Electricité : la douloureuse du marché européen
A en croire la vulgate qui tient lieu de prêt à penser, la
concurrence est une invention merveilleuse qui permet de faire baisser
les prix. Pourtant, lorsque ce dogme est appliqué dans le domaine de
l’électricité, le résultat est inverse. Les prix flambent. Voilà qui
mérite une petite explication afin de comprendre une histoire digne du
père Ubu.
Demain mercredi, l’Assemblé nationale devrait
entériner la Nouvelle Organisation du Marché de l’Electricité (dite loi
Nome). Actuellement, malgré les différentes hausses, EDF produit
l’électricité la moins chère d’Europe. Les opérateurs privés qui se
sont lancés sur le marché (comme Poweo, GDF Suez ou Direct Energie) sont
incapables de s’aligner sur les prix proposés par l’entreprise
publique. Du coup, certains d’entre eux, notamment Poweo, sont loin
d’engranger les résultats financiers escomptés. Ils se lancent donc dans
une opération de chantage en bonne et due forme, afin de contraindre
EDF à leur accorder des conditions inimaginables pour n’importe quelle
autre entreprise.
Dans le cadre de la loi Nome, le gouvernement
entend contraindre EDF à vendre le quart de sa production d’électricité
d’origine nucléaire à ses concurrents à un tarif assez favorable pour
qu’ils puissent tailler des croupières à l’entreprise publique. Comme
l’écrit Le Figaro : « Pour les nouveaux entrants, c’est la « rente »

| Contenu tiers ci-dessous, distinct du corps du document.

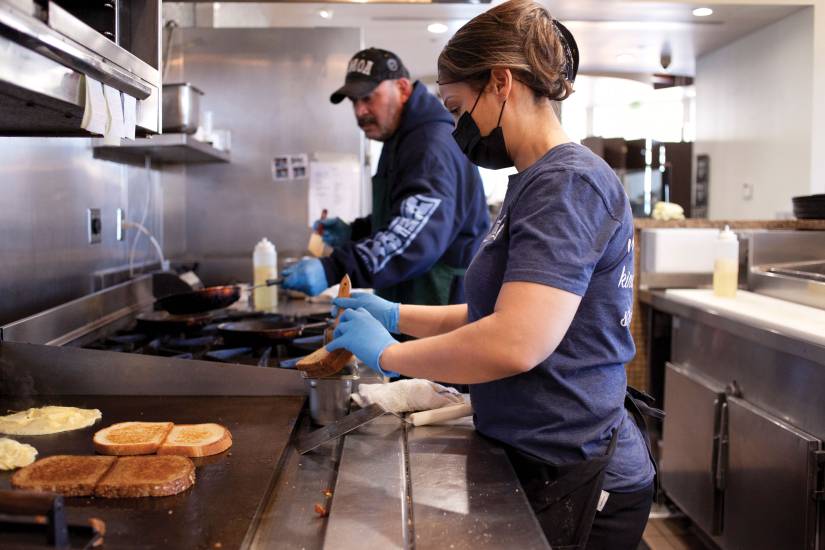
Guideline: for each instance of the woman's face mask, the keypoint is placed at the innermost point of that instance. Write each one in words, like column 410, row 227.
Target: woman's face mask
column 486, row 151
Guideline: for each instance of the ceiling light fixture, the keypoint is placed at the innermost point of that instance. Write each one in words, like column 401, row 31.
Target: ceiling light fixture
column 437, row 28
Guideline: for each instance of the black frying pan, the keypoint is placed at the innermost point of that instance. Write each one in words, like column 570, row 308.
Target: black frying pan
column 206, row 299
column 269, row 330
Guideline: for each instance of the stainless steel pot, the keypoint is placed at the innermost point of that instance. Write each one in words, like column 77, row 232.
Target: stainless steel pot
column 181, row 108
column 329, row 398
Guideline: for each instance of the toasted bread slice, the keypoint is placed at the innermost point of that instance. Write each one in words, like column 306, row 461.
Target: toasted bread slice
column 147, row 476
column 196, row 440
column 131, row 438
column 71, row 476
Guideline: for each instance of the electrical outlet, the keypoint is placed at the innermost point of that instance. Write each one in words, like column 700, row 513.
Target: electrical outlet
column 93, row 225
column 120, row 217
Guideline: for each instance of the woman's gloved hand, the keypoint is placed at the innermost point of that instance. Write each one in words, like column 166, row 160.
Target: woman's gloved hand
column 362, row 334
column 385, row 311
column 336, row 231
column 307, row 276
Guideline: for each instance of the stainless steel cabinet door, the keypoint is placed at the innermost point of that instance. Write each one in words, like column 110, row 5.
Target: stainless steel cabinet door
column 693, row 405
column 769, row 483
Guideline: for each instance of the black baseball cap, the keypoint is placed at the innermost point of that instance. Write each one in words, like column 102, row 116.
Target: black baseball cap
column 366, row 70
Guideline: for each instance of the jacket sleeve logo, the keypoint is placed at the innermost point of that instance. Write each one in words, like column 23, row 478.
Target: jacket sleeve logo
column 494, row 232
column 416, row 211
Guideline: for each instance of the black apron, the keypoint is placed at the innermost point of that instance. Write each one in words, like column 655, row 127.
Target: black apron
column 565, row 497
column 433, row 287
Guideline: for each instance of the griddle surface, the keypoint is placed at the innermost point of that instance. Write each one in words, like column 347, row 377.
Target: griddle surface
column 230, row 487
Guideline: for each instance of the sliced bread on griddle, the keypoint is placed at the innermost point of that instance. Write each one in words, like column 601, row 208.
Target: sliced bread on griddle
column 69, row 475
column 147, row 476
column 131, row 438
column 196, row 440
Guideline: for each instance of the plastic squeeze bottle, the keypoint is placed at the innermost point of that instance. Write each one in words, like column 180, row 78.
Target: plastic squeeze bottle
column 726, row 266
column 265, row 266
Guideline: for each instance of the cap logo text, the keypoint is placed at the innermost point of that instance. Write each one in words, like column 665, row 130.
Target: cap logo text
column 362, row 66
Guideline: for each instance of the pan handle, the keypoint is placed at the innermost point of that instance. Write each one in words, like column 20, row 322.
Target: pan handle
column 269, row 282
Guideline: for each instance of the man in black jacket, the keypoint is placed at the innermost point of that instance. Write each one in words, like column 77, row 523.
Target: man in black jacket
column 429, row 213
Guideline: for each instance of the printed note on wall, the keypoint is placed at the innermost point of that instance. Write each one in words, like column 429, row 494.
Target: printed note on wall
column 336, row 187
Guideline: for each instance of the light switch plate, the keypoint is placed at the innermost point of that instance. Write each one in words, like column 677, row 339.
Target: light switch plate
column 94, row 226
column 120, row 217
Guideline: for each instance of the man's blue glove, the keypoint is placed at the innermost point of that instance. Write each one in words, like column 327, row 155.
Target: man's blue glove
column 360, row 333
column 385, row 311
column 307, row 276
column 336, row 231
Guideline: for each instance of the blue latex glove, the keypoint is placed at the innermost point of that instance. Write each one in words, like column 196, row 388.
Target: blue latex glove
column 307, row 276
column 385, row 311
column 362, row 334
column 336, row 231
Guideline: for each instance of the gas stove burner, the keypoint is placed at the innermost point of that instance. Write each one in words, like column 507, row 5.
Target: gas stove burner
column 205, row 337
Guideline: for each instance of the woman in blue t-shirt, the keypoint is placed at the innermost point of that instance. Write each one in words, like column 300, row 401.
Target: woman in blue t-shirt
column 545, row 333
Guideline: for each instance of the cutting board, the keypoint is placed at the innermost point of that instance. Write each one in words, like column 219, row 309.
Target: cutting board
column 794, row 320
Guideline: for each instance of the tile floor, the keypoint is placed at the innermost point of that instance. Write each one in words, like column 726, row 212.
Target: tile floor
column 671, row 533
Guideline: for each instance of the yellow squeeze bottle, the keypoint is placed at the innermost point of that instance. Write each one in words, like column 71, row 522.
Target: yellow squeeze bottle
column 726, row 265
column 265, row 266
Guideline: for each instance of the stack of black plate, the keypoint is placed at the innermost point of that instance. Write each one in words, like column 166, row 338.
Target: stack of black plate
column 810, row 207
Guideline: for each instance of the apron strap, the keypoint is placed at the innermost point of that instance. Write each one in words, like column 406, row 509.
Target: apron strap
column 638, row 403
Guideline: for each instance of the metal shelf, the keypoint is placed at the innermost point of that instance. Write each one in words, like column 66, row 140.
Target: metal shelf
column 162, row 149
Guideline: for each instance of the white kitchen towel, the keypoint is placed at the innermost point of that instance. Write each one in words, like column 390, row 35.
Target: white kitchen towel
column 114, row 106
column 407, row 395
column 95, row 114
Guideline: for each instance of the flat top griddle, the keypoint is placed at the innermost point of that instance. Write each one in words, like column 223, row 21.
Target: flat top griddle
column 230, row 488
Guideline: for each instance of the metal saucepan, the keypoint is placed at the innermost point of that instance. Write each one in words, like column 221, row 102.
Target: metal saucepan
column 206, row 299
column 268, row 330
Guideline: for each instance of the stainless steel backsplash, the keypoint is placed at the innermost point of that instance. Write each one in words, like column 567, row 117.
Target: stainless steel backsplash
column 47, row 185
column 271, row 88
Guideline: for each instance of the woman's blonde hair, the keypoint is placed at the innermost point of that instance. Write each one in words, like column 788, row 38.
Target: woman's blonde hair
column 519, row 35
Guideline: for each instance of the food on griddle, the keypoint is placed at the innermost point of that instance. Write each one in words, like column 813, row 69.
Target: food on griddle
column 196, row 440
column 147, row 476
column 108, row 476
column 131, row 438
column 48, row 420
column 14, row 454
column 69, row 475
column 163, row 438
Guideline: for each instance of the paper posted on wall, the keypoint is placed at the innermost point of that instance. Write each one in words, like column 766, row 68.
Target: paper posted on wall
column 336, row 187
column 95, row 113
column 289, row 166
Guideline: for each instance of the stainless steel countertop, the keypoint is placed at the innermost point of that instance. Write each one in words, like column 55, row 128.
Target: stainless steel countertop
column 392, row 485
column 658, row 299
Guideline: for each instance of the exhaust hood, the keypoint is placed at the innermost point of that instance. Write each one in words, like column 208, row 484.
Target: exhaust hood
column 48, row 48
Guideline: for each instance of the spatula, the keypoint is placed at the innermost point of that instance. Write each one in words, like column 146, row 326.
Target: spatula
column 321, row 362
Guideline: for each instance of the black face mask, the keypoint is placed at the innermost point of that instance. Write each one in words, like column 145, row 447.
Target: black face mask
column 486, row 151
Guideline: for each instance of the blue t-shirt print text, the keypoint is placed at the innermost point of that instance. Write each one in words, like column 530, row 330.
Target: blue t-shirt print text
column 626, row 282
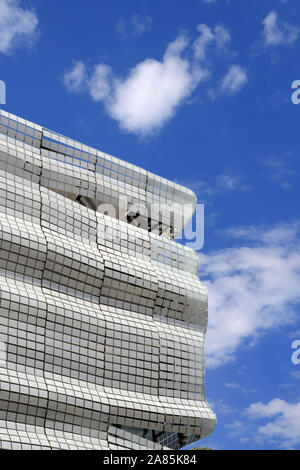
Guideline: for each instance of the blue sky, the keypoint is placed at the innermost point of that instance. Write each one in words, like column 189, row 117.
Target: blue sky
column 198, row 92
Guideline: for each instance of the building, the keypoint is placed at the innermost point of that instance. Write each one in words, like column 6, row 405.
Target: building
column 102, row 321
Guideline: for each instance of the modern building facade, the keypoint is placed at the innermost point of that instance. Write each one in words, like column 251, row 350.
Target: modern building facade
column 102, row 321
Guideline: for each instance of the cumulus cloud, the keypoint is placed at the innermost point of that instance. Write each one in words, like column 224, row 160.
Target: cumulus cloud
column 16, row 25
column 253, row 287
column 285, row 425
column 136, row 26
column 234, row 80
column 151, row 93
column 277, row 32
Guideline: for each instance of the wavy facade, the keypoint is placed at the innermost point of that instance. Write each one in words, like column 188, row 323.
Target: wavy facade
column 102, row 322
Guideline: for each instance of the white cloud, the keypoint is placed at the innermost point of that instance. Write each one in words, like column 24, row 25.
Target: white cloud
column 141, row 24
column 285, row 425
column 251, row 288
column 75, row 79
column 149, row 96
column 276, row 32
column 136, row 26
column 219, row 36
column 16, row 25
column 234, row 80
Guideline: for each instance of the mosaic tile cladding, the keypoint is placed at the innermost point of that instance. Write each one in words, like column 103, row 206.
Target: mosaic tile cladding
column 102, row 336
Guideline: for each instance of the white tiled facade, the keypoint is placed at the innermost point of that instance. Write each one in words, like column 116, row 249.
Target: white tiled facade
column 102, row 322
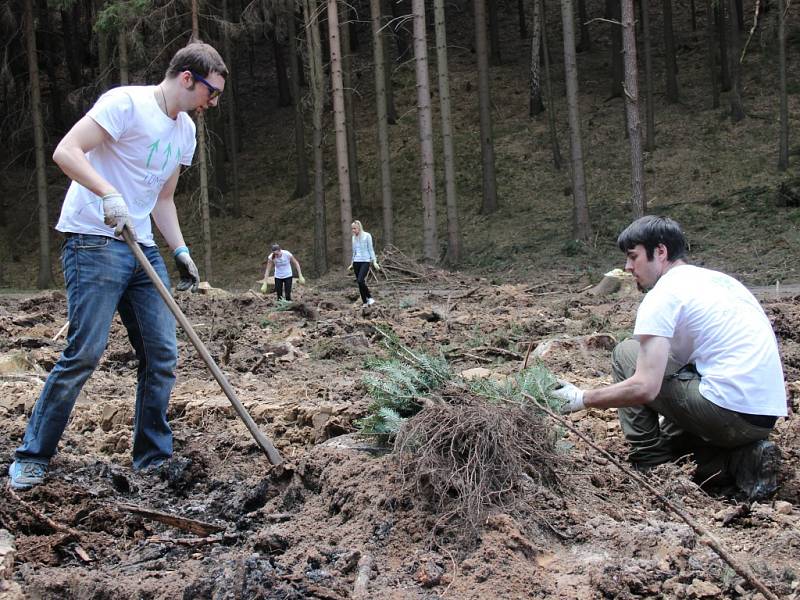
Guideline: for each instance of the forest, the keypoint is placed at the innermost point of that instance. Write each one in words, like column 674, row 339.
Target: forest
column 495, row 149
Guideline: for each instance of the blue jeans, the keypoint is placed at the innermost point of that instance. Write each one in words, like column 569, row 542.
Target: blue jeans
column 102, row 277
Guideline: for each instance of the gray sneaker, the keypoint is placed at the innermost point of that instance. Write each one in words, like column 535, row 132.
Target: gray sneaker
column 754, row 467
column 24, row 474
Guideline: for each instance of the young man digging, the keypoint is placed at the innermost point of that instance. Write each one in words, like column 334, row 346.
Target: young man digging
column 124, row 158
column 702, row 373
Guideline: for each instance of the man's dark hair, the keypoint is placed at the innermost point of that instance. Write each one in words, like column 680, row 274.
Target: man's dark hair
column 650, row 231
column 198, row 57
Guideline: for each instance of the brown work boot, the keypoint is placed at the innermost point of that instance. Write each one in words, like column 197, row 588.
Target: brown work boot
column 754, row 467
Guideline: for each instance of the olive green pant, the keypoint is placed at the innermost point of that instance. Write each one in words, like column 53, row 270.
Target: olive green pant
column 690, row 424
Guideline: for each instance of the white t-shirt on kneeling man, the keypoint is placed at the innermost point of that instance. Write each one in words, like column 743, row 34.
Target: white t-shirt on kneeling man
column 714, row 322
column 147, row 148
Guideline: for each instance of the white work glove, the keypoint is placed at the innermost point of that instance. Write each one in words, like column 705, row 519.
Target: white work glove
column 115, row 213
column 570, row 395
column 190, row 276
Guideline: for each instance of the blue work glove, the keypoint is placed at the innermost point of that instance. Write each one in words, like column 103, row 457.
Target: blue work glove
column 115, row 213
column 570, row 395
column 190, row 276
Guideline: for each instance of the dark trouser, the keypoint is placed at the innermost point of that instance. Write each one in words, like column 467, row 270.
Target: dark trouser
column 361, row 270
column 283, row 288
column 691, row 424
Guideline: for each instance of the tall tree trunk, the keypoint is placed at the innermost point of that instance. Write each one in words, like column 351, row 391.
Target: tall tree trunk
column 122, row 48
column 317, row 82
column 581, row 227
column 391, row 110
column 231, row 131
column 349, row 113
column 711, row 52
column 722, row 32
column 670, row 65
column 430, row 242
column 494, row 34
column 535, row 105
column 523, row 26
column 378, row 48
column 284, row 98
column 737, row 108
column 586, row 39
column 650, row 111
column 45, row 278
column 302, row 186
column 783, row 144
column 345, row 210
column 551, row 110
column 616, row 69
column 638, row 198
column 46, row 36
column 202, row 162
column 453, row 230
column 484, row 108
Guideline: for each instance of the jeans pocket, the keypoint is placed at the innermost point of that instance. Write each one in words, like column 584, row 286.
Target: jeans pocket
column 88, row 242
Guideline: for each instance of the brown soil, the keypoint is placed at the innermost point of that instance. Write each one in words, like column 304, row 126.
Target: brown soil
column 306, row 529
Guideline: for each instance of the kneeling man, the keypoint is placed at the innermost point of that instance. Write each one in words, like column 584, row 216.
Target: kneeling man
column 701, row 374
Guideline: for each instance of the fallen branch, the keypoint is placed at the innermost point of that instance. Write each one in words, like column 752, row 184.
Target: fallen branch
column 364, row 575
column 703, row 532
column 43, row 517
column 191, row 525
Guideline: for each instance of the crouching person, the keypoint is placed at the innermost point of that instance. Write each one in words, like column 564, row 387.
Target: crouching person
column 701, row 375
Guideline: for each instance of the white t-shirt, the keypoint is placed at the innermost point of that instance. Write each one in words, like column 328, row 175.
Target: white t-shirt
column 283, row 266
column 148, row 146
column 714, row 322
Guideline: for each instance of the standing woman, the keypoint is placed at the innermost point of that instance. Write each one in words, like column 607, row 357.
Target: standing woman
column 283, row 261
column 363, row 256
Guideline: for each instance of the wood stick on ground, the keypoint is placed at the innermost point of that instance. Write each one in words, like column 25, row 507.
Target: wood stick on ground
column 364, row 575
column 43, row 517
column 191, row 525
column 703, row 532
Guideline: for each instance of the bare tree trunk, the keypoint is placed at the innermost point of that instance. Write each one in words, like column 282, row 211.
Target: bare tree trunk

nucléaire de l’opérateur historique qui sera ainsi partagée ». La belle
affaire. Mais pourquoi faut-il qu’EDF offre tout ou partie de sa
« rente nucléaire » à ses concurrents ? Toujours dans Le Figaro, Denis
Florin, partner énergie au sein du cabinet BearingPoint, répond : « Si
aucun opérateur alternatif ne devait survivre, EDF se retrouverait dans
la ligne de mire de Bruxelles, accusée de ne faire aucune place à la
concurrence ».
Voilà qui en dit long sur l’aveuglement des
autorités de Bruxelles et de leurs supporters. En vertu des nouvelles
tables de la loi divine, les bons apôtres de la commission de Bruxelles
ont décrété qu’il fallait rayer les monopoles publics de la carte. Nul
ne sait au nom de quelle logique et de quelle efficacité, mais c’est
ainsi. Cela ne se discute pas.
En URSS, il fallait tout Etatiser.
Dans l’Europe néolibérale, il faut tout privatiser. Cela s’appelle la
« concurrence libre et non faussée ». Au nom de ces préceptes, le
marché de l’électricité a été dérégulé en 2007. Et comme cela ne suffit
pas, Bruxelles a sommé la France d’inventer la loi Nome, afin d’obliger
EDF à faire un peu plus de place à ses concurrents.
Evidemment, il
faudra bien que quelqu’un paie la note et le manque à gagner pour EDF.
Pas de surprise. Ce sera le consommateur. Les experts de la Commission
de Régulation de l’énergie (CRE) ont prévu une flambée des prix de
l’électricité de 11,4% après le vote de la loi, puis de 3,5% par an,
soit jusqu’à 25% d’ici à 2015. D’ailleurs, c’est un principe de base :
partout où le marché de l’électricité a été privatisé, les prix ont
augmenté.
Un esprit rationnel se demanderait pourquoi il faut
absolument chambouler un secteur fonctionnant sinon très bien, du moins
pas mal. Or c’est une question taboue. Quiconque ose la poser se fait
traiter au mieux de simplisme, au pire de souverainisme. On ne saura
donc jamais pourquoi la loi de la concurrence doit s’appliquer partout, y
compris là où elle n’a que des conséquences négatives.